Calcineurin is essential for Pep4-mediated degradation of αSyn oligomers. (A) Measurement of Pep4 proteolytic activity in protein extracts from WT and Δcnb1 cells co-expressing αSyn and the Pep4^WT for 16 h or harboring the empty vector controls (Ctrl.). Values obtained for Δpep4 cells have been subtracted as background, followed by normalization to the average of signals from WT. Means ± SEM; n = 8. (B) Representative semi-native immunoblots to detect αSyn oligomers in protein extracts from Δcnb1 cells co-expressing αSyn and Pep4^WT for 24 h or harboring the corresponding vector controls. Corresponding densitometric quantification of detected αSyn species is shown in Supplementary Figure S5A. (C) Representative micrographs of WT and Δcnb1 cells co-expressing C-terminally GFP-tagged αSyn and Pep4^WT for 24 h or harboring the corresponding empty vector controls.
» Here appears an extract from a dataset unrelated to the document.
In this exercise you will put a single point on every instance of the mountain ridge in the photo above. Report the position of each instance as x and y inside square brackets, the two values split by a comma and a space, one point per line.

Cells were counterstained with PI to exclude dead cells. ***p < 0.001; Scale bar represents 5 μm.

Figure 9

Schematic overview of αSyn toxicity and the protective interplay between calcineurin, Pep1 and Pep4. The expression of human αSyn in yeast cells (upper part in gray) led to mislocalization of Pep1 at the vacuolar membrane and of Pep4 in prevacuolar compartments. These events resulted in reduced enzymatic activity (indicated with stars) of Pep4. Furthermore, vacuolar morphology was changed upon αSyn expression, leading to a single enlarged vacuole. This was accompanied by oligomerization and aggregation of αSyn and acidification of the cytosol. Co-expression of Pep4 (lower part in white), the yeast ortholog of human cathepsin D (CatD), resulted in a stabilization of cytosolic pH, a decrease of αSyn oligomers and the formation of multiple small vacuoles, causing a higher vacuolar surface-to-volume ratio compared to cells only expressing αSyn. Ultimately, these beneficial effects of Pep4 prevented αSyn-induced cell death. Pep4-mediated cytoprotection required calcineurin, which is essential for proper localization of Pep1 and Pep4, as well as for subsequent activation of Pep4.